Мягко и неслышно несся автомобиль по петроградским улицам к Троицкому мосту. Володя смотрел в угол уютной кареты. Он чувствовал себя до некоторой степени героем. Владимир Ильич должен был еще раз оценить его. Он крови не боится. Что из того, что, вероятно, этих милых мальчиков уже расстреляли у стены Александровской лавры. Это просто, это естественно для времени, которое называется революционным. Во всех больших городах, переживших революции, есть стены, около которых расстреливали, убивали людей, может быть, и невинных, но крови которых требовала толпа. Такие стены есть в Москве… В Париже… В Петрограде… Это в порядке вещей. Это – жизнь… И это не парадокс – жизнь требует смерти, смерть требует жизни… Это природа вещей, и задумываться об этом – малодушие.
Но не думать не мог. Было, однако, и нечто другое… Был какой-то иной порядок вещей. Вдруг точно во сне с открытыми глазами увидал… Гостиная у дедушки отца протоиерея.
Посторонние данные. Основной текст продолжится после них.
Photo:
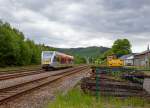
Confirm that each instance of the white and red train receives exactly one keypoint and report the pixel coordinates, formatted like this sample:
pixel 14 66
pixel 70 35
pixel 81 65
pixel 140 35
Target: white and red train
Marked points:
pixel 54 59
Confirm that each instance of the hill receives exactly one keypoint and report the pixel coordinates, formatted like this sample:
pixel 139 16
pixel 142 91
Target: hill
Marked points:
pixel 93 51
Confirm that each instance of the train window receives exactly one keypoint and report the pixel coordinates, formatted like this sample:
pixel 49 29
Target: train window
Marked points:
pixel 55 59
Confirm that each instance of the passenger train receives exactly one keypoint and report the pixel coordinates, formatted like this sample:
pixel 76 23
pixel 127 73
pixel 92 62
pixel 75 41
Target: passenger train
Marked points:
pixel 54 59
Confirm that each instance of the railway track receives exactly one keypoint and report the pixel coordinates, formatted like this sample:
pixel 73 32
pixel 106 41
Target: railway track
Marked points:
pixel 8 93
pixel 22 73
pixel 19 74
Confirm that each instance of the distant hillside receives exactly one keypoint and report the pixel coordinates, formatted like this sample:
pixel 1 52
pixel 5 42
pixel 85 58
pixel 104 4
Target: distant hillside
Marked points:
pixel 84 52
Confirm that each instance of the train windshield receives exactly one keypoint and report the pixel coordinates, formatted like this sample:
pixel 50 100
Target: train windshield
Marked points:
pixel 47 55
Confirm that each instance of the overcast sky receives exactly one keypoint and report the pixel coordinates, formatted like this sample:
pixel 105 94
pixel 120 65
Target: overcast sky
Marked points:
pixel 80 23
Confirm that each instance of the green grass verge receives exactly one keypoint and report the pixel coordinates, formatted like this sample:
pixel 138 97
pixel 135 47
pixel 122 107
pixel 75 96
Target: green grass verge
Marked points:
pixel 76 99
pixel 9 69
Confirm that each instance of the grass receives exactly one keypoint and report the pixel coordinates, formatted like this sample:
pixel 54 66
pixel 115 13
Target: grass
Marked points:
pixel 76 99
pixel 9 69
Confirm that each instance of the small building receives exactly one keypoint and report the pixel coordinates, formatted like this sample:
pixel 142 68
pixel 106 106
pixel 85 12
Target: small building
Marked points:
pixel 128 59
pixel 142 59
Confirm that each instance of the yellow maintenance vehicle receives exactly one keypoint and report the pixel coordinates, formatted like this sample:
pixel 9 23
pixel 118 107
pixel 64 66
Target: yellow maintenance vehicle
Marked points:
pixel 113 61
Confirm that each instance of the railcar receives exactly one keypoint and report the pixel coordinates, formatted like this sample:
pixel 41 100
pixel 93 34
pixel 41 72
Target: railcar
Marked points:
pixel 113 61
pixel 54 60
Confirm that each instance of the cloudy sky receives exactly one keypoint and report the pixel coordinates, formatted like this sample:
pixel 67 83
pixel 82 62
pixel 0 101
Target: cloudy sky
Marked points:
pixel 80 23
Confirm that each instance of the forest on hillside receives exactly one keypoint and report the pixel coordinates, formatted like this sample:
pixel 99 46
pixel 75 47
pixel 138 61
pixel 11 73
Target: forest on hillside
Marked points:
pixel 16 50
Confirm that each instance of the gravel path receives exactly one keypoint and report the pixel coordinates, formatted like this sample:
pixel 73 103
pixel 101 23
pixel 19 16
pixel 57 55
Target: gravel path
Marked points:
pixel 40 98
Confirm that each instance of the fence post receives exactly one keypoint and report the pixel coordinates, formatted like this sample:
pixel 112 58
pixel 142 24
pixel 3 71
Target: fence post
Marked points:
pixel 97 84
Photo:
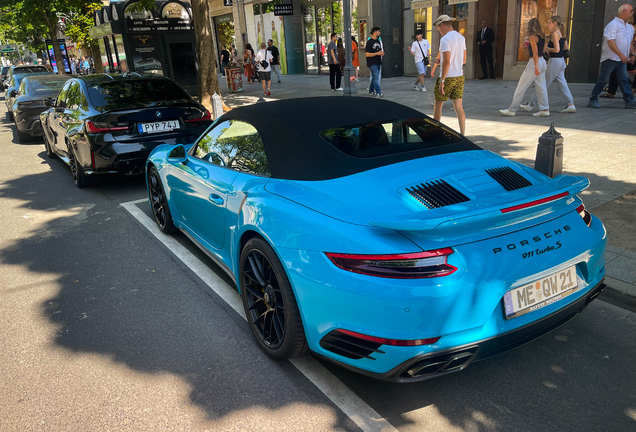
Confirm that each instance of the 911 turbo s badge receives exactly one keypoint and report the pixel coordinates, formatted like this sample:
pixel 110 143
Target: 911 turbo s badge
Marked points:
pixel 533 240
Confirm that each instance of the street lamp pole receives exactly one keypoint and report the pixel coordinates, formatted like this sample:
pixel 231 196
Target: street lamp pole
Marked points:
pixel 350 86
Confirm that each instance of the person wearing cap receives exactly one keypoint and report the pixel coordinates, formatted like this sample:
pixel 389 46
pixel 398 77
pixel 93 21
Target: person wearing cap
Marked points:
pixel 374 53
pixel 450 84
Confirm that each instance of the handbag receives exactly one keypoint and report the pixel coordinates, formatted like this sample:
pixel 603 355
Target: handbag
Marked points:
pixel 425 61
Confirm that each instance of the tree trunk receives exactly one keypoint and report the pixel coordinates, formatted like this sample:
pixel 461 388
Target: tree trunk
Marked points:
pixel 206 58
pixel 59 60
pixel 97 58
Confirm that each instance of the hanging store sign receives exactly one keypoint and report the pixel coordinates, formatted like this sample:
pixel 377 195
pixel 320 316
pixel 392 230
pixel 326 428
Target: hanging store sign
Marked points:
pixel 283 10
pixel 424 4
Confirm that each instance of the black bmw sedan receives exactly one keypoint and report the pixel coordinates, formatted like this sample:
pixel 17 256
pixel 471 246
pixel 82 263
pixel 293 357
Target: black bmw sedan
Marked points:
pixel 109 123
pixel 29 102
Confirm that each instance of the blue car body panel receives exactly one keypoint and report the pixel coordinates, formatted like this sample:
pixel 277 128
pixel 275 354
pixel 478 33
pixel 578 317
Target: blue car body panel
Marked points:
pixel 372 213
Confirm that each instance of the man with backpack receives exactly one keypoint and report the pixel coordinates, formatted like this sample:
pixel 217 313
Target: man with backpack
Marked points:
pixel 421 51
pixel 263 63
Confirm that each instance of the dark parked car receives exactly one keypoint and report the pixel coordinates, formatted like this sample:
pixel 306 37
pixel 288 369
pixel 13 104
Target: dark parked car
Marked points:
pixel 29 102
pixel 109 123
pixel 22 69
pixel 13 89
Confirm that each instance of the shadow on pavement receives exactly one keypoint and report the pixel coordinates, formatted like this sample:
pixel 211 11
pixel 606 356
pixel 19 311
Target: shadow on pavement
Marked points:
pixel 122 297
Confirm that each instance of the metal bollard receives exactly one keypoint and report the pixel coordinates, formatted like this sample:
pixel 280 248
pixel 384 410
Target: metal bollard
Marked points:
pixel 549 160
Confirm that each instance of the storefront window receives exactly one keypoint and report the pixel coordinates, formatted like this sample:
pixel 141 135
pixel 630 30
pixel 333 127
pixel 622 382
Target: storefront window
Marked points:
pixel 541 9
pixel 460 12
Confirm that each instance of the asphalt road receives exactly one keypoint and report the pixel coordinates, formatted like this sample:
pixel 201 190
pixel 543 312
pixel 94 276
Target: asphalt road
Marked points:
pixel 103 328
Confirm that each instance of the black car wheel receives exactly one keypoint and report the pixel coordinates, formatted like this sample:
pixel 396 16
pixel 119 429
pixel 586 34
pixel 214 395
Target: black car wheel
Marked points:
pixel 80 179
pixel 269 302
pixel 159 202
pixel 47 146
pixel 22 137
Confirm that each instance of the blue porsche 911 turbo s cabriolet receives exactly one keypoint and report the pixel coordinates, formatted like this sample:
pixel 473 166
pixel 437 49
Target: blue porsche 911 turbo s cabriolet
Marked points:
pixel 378 238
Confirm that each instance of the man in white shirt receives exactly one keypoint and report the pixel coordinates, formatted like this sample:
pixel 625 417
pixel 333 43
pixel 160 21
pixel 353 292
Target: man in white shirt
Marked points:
pixel 450 84
pixel 616 53
pixel 264 72
pixel 420 50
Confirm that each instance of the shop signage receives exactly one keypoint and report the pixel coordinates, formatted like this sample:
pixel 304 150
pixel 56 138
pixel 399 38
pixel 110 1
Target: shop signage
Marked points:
pixel 175 10
pixel 424 4
pixel 282 10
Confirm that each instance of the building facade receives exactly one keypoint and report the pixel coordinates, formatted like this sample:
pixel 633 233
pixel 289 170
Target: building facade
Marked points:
pixel 303 36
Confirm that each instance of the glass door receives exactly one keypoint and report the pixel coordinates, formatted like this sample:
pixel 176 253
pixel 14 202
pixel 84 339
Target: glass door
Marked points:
pixel 320 22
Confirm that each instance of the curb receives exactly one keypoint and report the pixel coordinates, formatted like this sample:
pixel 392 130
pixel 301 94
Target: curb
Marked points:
pixel 619 293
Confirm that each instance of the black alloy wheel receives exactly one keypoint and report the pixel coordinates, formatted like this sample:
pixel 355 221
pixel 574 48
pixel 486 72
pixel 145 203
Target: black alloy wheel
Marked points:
pixel 159 203
pixel 269 302
pixel 80 179
pixel 47 146
pixel 22 137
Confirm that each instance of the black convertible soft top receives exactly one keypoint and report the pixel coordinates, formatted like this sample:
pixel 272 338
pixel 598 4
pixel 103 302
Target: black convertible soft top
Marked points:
pixel 295 150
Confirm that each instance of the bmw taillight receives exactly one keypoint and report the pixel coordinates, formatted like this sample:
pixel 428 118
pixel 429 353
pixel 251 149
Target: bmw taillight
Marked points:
pixel 587 217
pixel 92 127
pixel 427 264
pixel 206 116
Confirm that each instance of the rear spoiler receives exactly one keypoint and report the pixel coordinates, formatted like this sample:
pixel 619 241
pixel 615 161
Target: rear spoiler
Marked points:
pixel 493 212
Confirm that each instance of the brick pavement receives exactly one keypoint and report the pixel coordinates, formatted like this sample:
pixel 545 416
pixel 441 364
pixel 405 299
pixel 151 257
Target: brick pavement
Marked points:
pixel 598 144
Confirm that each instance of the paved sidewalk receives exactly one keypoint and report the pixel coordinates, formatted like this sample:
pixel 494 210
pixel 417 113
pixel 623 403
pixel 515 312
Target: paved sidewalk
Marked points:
pixel 598 144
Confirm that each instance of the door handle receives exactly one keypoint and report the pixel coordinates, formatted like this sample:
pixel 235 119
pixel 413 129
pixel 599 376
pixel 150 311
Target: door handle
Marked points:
pixel 216 199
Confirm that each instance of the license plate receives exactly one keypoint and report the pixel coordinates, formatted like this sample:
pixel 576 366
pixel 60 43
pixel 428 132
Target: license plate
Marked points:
pixel 155 127
pixel 540 293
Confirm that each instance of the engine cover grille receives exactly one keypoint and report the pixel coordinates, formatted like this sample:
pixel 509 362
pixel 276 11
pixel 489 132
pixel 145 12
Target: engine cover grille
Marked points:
pixel 508 178
pixel 437 193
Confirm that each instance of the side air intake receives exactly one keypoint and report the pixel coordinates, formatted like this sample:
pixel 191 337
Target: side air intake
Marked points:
pixel 437 193
pixel 508 178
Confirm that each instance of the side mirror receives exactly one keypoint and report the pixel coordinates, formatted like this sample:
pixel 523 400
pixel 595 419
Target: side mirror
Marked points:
pixel 178 154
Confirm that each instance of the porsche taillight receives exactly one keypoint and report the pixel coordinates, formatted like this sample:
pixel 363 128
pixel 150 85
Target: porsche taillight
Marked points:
pixel 418 265
pixel 587 217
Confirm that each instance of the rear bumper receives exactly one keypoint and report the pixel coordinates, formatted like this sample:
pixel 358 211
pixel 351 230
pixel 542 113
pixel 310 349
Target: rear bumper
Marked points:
pixel 440 363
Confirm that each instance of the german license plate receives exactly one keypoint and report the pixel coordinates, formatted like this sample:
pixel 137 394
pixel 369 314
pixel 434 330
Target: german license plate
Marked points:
pixel 540 293
pixel 155 127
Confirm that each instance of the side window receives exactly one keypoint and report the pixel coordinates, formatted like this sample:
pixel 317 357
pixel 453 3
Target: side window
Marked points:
pixel 62 94
pixel 73 97
pixel 234 144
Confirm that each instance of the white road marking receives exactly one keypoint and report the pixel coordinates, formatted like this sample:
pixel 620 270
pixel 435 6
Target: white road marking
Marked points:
pixel 355 408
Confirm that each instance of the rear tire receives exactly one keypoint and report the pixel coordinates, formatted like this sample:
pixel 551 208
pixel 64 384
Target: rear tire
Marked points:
pixel 22 137
pixel 269 302
pixel 159 202
pixel 47 146
pixel 80 179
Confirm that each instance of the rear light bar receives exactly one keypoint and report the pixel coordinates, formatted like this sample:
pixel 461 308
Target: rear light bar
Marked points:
pixel 535 202
pixel 587 217
pixel 91 128
pixel 418 265
pixel 392 342
pixel 206 116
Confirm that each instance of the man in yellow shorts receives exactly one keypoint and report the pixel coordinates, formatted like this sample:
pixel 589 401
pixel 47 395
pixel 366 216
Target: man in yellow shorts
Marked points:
pixel 450 84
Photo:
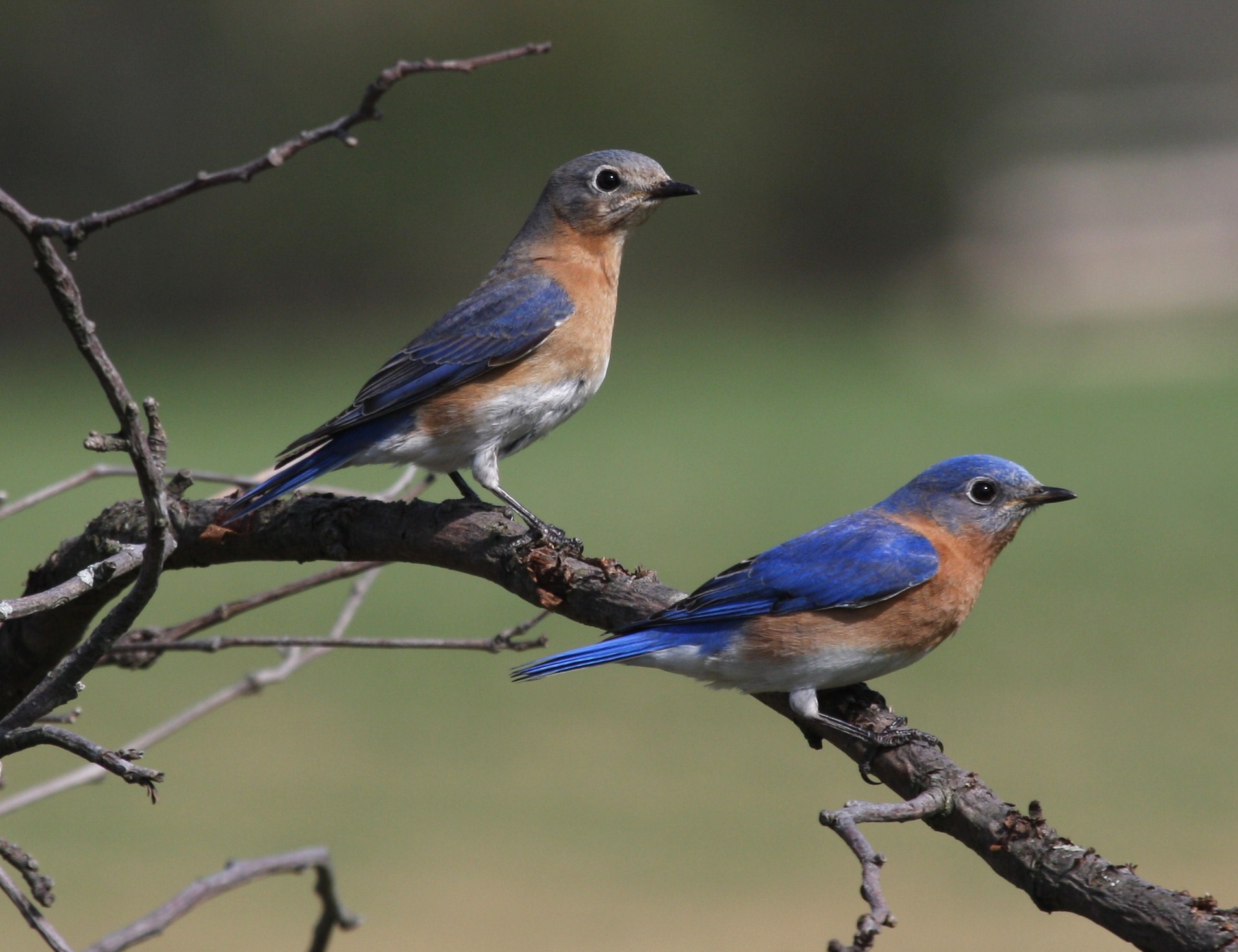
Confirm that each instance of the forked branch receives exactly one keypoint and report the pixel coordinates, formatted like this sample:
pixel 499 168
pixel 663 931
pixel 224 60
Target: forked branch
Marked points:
pixel 235 874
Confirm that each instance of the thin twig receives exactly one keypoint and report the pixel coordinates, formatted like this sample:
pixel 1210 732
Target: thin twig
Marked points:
pixel 73 233
pixel 253 682
pixel 106 471
pixel 145 641
pixel 502 641
pixel 32 915
pixel 147 449
pixel 844 822
pixel 238 873
pixel 21 861
pixel 114 761
pixel 125 561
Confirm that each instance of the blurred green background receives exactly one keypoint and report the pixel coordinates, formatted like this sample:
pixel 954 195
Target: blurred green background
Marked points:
pixel 924 231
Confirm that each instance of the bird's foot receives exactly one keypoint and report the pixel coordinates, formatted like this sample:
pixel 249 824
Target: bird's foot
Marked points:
pixel 555 538
pixel 467 492
pixel 897 734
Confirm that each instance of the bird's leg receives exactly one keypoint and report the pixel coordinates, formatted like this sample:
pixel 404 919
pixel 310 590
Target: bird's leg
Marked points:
pixel 486 471
pixel 554 535
pixel 466 489
pixel 804 702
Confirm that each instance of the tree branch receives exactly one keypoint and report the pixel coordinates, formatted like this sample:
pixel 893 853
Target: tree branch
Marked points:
pixel 137 649
pixel 844 822
pixel 114 761
pixel 32 915
pixel 104 471
pixel 1059 875
pixel 495 644
pixel 147 449
pixel 238 873
pixel 21 861
pixel 125 561
pixel 75 233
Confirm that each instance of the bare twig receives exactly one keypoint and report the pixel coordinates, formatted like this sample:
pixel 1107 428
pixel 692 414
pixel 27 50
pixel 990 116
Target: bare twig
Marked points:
pixel 125 561
pixel 76 232
pixel 147 449
pixel 844 822
pixel 32 915
pixel 21 861
pixel 238 873
pixel 114 761
pixel 252 684
pixel 106 471
pixel 502 641
pixel 145 641
pixel 67 717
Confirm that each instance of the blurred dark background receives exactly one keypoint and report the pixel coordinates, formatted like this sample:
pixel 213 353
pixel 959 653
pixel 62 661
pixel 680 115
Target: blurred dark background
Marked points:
pixel 924 230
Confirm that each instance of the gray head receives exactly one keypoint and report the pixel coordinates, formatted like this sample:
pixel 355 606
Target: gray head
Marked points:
pixel 610 191
pixel 971 494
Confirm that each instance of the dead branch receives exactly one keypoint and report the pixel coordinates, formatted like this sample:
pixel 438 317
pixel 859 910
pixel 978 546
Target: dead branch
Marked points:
pixel 32 915
pixel 137 649
pixel 235 874
pixel 125 561
pixel 106 471
pixel 147 449
pixel 75 233
pixel 495 644
pixel 21 861
pixel 114 761
pixel 481 540
pixel 844 822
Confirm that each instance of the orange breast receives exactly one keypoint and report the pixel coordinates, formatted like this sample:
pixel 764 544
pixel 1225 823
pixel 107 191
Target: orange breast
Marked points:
pixel 914 622
pixel 577 350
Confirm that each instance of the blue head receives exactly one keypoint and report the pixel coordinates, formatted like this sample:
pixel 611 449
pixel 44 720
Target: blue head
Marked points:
pixel 608 192
pixel 975 493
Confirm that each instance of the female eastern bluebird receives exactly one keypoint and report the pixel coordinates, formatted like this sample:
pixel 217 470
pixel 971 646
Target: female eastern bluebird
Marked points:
pixel 852 601
pixel 510 362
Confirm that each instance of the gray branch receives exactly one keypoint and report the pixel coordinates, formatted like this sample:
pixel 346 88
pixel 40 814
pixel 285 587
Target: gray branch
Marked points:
pixel 846 824
pixel 114 761
pixel 73 233
pixel 235 874
pixel 32 915
pixel 21 861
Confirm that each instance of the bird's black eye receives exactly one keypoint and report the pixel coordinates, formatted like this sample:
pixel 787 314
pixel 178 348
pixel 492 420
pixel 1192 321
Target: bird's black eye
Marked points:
pixel 982 492
pixel 607 180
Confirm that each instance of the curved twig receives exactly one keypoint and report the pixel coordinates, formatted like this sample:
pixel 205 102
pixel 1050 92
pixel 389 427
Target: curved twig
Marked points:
pixel 114 761
pixel 238 873
pixel 32 915
pixel 76 232
pixel 844 822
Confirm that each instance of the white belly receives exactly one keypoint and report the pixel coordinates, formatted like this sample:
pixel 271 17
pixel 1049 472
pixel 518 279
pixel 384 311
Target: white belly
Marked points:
pixel 835 666
pixel 503 425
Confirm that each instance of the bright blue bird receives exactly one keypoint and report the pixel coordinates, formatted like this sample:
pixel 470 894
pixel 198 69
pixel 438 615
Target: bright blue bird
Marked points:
pixel 858 598
pixel 509 363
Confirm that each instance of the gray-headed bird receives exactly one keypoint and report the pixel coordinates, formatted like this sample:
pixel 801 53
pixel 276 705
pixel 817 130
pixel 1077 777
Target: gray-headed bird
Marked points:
pixel 510 362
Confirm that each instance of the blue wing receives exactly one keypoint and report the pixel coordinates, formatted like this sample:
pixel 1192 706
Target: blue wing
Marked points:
pixel 498 324
pixel 852 562
pixel 856 561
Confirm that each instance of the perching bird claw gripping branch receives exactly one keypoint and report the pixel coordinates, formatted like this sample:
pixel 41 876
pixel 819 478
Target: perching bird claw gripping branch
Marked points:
pixel 477 540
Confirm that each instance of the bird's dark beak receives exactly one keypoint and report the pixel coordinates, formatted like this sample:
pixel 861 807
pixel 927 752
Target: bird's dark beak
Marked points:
pixel 1049 494
pixel 670 189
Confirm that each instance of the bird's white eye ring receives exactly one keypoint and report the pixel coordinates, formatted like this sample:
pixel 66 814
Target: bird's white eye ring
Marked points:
pixel 607 180
pixel 982 490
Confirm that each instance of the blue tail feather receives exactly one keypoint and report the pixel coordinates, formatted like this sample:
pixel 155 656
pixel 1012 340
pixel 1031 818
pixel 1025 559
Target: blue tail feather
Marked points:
pixel 322 461
pixel 614 649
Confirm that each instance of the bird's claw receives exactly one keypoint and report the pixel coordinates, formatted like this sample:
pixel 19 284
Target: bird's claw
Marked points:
pixel 897 734
pixel 555 538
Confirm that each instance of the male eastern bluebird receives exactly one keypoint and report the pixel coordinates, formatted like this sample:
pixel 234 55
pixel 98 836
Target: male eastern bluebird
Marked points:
pixel 852 601
pixel 510 362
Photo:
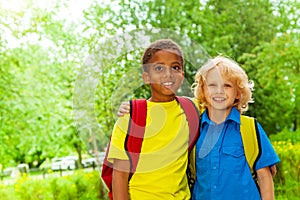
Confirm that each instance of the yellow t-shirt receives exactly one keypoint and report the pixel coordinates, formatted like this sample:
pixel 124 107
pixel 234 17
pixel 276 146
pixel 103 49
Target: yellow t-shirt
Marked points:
pixel 161 169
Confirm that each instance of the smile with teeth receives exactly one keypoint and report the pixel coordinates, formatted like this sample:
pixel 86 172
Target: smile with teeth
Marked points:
pixel 219 99
pixel 168 84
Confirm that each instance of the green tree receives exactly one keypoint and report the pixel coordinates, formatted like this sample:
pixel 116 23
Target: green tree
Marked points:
pixel 274 67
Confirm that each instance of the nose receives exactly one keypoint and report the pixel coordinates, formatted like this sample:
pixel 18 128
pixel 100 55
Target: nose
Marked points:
pixel 220 89
pixel 168 72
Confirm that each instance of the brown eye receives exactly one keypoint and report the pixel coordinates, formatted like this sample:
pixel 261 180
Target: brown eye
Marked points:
pixel 158 68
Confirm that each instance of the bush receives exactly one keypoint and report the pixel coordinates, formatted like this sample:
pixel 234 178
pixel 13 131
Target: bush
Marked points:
pixel 76 186
pixel 287 179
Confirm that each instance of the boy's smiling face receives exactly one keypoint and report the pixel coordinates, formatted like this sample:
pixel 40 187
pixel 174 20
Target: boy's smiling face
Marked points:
pixel 220 92
pixel 165 75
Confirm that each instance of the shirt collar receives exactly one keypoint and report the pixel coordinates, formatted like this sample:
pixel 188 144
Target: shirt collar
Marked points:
pixel 234 115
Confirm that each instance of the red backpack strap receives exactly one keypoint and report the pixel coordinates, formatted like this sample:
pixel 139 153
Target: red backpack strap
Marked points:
pixel 135 133
pixel 193 118
pixel 106 173
pixel 132 144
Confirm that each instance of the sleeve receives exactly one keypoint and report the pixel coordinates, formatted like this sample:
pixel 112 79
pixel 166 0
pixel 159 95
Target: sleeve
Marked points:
pixel 116 150
pixel 268 155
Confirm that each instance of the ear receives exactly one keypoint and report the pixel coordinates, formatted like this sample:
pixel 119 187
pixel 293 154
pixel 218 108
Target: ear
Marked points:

Дедушка в дорогой лиловой муаровой рясе, с большим наперсным крестом, украшенным бриллиантами и рубинами, сидит на круглом табурете за роялем. За его спиной, сплетшись руками в красивый женский венок, стоят его дочери: Володина мать, тетя Маша и тетя Надя. Мартовское солнце бросает косые лучи сквозь тюлевые занавески трех больших окон дедушкиной гостиной. На окнах и на полу подле окон цветы в больших глиняных горшках и зеленых деревянных кадках. Фикусы, филодендроны, музы, финиковые и веерные пальмы. Пунцовый амариллис пламенем горит в солнечном луче, Володя сидит на диване с Женей и Шурой. Под ними на ковре, поджав под себя белые лапки, дремлет, прищурив глаза, дедушкина пестрая кошка. Володя и сейчас ощущает то испытанное им тогда чувство какого-то особого, точно неземного покоя, умиления сердца, отрешенности от всего грязного, чувство какой-то нежной чистоты и любви, которое тогда вдруг его всего охватило. Дедушка дает тон и тихо под сурдинку играет на рояле. Потом он начинает петь приятным, мягким голосом с большим чувством:
– Величит душа моя Господа и возрадовахся дух мой о Бозе Спасе моем…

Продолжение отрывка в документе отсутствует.